As keen followers of the For the Love of Judy project will know (all 3 of you, ehem), on the 27th February I visited 4 Cadogan Lane, SW1: the London home and last address of Judy Garland. It was a pilgrimage of sorts, a kind of official start of this project (a project that’s been brewing for years, mind you) and something of a necessity. I needed to see this house for many reasons – personal, artistic, full-blown superfandom. In lieu of a Blue Plaque (that won’t be put there now that project has run out of funding), I left a Post-it that said ‘Judy Garland lived and died here’. The placing of the Post-it was a spontaneous act. I’d spent quite a bit of time at the house and was about to go. Leaving was quite difficult, actually. I felt it needed a marker but I guess, thinking about it now, I needed to make my mark. I’d been there and it was significant to me and significant for this project. I also wanted to let people know the significance of the house that looks so insignificant. That said, I didn’t expect that Post-it to last the day.
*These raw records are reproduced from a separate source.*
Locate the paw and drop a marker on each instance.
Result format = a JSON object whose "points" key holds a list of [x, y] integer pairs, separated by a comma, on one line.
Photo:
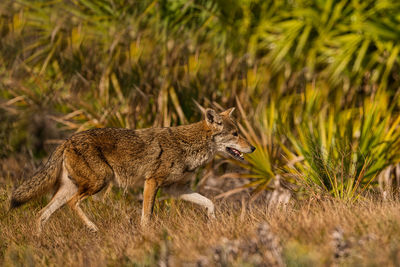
{"points": [[92, 227]]}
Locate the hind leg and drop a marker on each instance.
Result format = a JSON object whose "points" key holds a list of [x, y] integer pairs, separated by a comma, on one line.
{"points": [[74, 204], [64, 193]]}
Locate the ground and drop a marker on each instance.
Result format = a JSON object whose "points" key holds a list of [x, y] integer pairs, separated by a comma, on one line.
{"points": [[302, 233]]}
I certainly didn’t expect it to last two months.
On the 18th April, Stuart M contacted me through Twitter to say that he’d visited the house. He’d Googled it and told me that the first thing that came up was my article in Civilian. Thus he knew about the Post-it and thus when he visited and found it was still there he photographed it to show me. A gorgeous, ghostly photo. TOUCHED.
Then today, 25th April, I was alerted to a video by Paul Walsh of his visit to Cadogan Lane. I was so excited to see it and a little worried… what if it was gone now? What if… what if… and there it was! At the end of the minute long film: my little weathered, curling Post-it stuck to the number four. STUNNED.
In my experience, Post-its don’t last 57 minutes stuck to something indoors, let alone 57 days stuck outdoors.